The best, the best, the best, the best of Foo: 24 great Foo Fighters deep album cuts

Dave Grohl of the Foo Fighters performs at an August pop-up event at the Hollywood Palladium.

Dave Grohl of the Foo Fighters performs at an August pop-up event at the Hollywood Palladium. Willy Sanjuan/Invision/AP

Dave Grohl has now been in one of the biggest rock bands in the world twice. But those two experiences couldn’t have been more different.

A member of Nirvana for less than four years, Grohl drummed on two world-changing albums with the band before frontman Kurt Cobain’s suicide. And while Foo Fighters will never be as revered as groundbreakers like Grohl’s previous band, he’s managed the kind of longevity and consistency with Foo Fighters that few of their peers can boast.

Foo Fighters are headlining the Xcel Energy Center on Thursday in support of their ninth studio album, last year’s Concrete and Gold. But they’ll be bringing songs with them from across their entire career, dating back to 1995, when Grohl recorded the self-titled Foo Fighters album as a solo project, recording all the instruments and stepping out front as a lead singer for the first time.
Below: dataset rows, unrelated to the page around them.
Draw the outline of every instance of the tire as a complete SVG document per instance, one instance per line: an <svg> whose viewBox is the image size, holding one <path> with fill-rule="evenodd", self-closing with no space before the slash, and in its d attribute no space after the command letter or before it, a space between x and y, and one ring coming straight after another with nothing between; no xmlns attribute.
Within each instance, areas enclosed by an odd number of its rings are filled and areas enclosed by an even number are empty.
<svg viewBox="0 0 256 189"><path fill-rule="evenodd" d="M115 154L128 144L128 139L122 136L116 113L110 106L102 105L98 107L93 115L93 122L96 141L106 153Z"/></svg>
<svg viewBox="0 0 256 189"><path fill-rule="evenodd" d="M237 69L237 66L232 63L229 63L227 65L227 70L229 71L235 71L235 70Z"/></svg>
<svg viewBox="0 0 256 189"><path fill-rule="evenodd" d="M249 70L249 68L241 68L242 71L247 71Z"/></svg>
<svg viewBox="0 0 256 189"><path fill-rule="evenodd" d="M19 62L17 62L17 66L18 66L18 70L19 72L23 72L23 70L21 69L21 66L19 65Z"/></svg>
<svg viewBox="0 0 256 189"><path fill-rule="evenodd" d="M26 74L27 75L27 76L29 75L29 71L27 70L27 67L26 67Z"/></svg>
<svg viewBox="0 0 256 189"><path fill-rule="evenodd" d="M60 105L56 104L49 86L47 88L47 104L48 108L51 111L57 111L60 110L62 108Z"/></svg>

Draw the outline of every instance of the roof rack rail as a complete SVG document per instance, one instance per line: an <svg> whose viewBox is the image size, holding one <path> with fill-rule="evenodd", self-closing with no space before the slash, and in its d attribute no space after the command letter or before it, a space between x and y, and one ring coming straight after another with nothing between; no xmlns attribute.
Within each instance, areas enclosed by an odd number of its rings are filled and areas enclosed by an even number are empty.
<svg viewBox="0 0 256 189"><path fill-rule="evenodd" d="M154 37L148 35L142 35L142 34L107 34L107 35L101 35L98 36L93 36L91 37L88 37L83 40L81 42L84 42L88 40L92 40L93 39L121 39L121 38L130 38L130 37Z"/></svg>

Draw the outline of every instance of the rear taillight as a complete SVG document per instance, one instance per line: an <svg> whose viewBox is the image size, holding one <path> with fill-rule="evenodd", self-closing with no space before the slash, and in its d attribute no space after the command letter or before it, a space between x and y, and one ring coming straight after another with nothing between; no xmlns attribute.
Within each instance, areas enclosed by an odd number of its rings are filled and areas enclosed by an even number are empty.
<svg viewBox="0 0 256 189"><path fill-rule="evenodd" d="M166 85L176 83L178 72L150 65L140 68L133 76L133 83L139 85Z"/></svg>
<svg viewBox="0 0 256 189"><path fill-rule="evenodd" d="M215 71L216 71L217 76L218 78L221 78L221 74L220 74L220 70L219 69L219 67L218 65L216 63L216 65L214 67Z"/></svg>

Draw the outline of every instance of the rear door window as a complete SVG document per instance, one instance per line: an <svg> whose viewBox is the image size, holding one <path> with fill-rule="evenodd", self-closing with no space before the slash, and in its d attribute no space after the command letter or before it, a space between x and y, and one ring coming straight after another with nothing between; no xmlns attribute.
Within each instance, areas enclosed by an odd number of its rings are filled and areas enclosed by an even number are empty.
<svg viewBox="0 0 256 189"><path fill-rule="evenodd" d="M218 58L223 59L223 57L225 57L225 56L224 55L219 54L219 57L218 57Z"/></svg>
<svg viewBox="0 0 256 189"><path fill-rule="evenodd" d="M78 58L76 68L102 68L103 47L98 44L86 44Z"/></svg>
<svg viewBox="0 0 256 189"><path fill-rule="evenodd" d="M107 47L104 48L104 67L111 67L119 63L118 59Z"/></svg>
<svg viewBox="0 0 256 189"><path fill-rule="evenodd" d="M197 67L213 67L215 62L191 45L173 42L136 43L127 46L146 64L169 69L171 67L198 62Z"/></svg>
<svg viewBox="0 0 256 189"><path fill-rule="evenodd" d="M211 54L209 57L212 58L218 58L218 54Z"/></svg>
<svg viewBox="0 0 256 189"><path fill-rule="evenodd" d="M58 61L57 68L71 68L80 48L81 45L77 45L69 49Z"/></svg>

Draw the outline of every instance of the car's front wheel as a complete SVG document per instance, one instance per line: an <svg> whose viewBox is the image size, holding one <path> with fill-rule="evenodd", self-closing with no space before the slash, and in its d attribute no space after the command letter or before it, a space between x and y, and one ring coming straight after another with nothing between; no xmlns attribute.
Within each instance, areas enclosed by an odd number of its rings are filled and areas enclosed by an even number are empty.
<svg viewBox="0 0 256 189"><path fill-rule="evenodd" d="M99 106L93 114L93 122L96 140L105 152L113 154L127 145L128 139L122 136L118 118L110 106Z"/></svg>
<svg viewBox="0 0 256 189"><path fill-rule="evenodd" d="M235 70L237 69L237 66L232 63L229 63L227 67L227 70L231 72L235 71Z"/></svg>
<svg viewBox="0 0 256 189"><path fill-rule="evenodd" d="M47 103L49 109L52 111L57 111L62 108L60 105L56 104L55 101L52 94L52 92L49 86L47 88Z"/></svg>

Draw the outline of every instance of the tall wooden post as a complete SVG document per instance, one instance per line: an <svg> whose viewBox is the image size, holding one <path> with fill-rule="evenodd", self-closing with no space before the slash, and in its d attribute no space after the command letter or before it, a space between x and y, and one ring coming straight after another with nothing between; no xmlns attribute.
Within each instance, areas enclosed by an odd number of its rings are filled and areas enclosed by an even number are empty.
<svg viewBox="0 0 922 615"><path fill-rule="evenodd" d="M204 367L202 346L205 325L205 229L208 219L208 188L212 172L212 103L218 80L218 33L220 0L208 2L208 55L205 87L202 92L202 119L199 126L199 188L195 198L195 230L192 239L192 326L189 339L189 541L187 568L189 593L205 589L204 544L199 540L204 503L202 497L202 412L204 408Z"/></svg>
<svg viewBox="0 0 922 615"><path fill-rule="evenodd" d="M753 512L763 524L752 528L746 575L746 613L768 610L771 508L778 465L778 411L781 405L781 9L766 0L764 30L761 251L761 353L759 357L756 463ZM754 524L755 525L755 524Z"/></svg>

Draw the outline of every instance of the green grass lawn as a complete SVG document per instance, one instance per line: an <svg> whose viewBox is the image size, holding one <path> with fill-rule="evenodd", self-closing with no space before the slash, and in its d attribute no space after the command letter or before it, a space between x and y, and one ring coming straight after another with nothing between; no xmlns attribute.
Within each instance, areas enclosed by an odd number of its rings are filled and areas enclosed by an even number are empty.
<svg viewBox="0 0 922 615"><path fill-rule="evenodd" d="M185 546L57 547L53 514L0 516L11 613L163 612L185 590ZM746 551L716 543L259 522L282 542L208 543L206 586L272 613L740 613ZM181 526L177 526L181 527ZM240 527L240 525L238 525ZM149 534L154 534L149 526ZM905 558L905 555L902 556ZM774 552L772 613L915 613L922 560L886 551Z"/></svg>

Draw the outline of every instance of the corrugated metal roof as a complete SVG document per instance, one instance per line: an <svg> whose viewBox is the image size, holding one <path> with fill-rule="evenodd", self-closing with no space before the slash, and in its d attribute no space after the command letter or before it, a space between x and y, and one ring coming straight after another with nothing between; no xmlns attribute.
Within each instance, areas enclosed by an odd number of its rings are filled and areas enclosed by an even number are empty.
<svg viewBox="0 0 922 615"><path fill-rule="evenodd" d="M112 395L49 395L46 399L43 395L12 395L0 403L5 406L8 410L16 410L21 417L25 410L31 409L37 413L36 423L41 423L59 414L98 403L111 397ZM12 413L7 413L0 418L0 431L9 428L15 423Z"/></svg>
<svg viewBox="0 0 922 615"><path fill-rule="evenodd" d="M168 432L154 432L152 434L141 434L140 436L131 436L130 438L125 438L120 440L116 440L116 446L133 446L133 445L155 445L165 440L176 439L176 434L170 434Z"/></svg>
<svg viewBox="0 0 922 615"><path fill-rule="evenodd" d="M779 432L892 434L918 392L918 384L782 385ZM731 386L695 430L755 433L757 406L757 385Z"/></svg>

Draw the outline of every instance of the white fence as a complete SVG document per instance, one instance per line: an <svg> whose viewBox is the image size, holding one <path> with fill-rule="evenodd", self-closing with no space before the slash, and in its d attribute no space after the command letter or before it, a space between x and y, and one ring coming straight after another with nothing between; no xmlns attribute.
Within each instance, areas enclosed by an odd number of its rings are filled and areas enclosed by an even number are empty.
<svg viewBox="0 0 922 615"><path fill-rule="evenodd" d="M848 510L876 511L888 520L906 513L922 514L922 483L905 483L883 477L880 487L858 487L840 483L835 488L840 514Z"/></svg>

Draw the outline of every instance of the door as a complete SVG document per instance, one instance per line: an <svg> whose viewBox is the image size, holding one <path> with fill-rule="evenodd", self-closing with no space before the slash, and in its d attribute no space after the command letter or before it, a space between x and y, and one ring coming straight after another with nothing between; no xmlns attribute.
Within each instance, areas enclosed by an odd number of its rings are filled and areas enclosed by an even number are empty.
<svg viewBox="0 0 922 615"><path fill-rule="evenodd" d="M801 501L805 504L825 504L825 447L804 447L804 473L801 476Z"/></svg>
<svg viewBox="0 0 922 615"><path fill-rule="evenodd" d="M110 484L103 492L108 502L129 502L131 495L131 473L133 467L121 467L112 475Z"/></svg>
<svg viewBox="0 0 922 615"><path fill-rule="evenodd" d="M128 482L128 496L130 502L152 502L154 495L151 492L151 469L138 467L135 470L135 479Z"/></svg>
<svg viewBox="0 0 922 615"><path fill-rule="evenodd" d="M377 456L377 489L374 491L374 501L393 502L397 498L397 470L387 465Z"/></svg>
Foo Fighters singles tend to sound like ‘80s SST bands (including Grohl’s biggest songwriting influence, Hüsker Dü) filtered through splashy ‘70s riff rock. But the band’s catalog is more diverse than their greatest hits let on. On their best album, 1997’s The Colour and the Shape, a surprising amount of trebly, chiming guitar gives songs like “See You” and “My Poor Brain” a sparkling power pop luster. Foo Fighters albums are dotted with playful two-minute miniatures like “Hell” and “Up in Arms,” but they also stretch out for occasional six-minute epics like 1999’s luminous slow burner “Aurora.”

Grohl has openly derided 2002’s One by One as “four good songs” padded with filler that the band would never play again. But since then, Foo Fighters have challenged themselves with increasingly ambitious albums. The 2005 double album In Your Honor contrasted a disc of the band’s loudest anthems with an intimate acoustic disc. Wasting Light, from 2010, reunited Grohl with Nevermind producer Butch Vig to great effect, with Nirvana bassist Krist Novoselic turning up for “I Should Have Known.” For 2014’s Sonic Highways, which was paired with the HBO documentary series of the same name, the band recorded eight songs in eight famous studios in different American cities. And with Concrete and Gold, Grohl chased an offbeat “Slayer meets the Beach Boys” vision with Greg Kurstin, the producer of chart-topping hits by Adele and Kelly Clarkson.

With dozens of rock radio hits to choose from, Foo Fighters don’t make a lot of time for deep cuts. So you might not hear many of these songs on Thursday, aside from Concrete and Gold tracks like the groovy bass-driven highlight “La Dee La.” But at an August “pop-up” set in the parking lot of the Hollywood Palladium, Foo Fighters played several rarely performed ‘90s deep cuts, including “Wattershed,” “Gimme Stitches,” and “Hey, Johnny Park!” So they still know how to play the old stuff.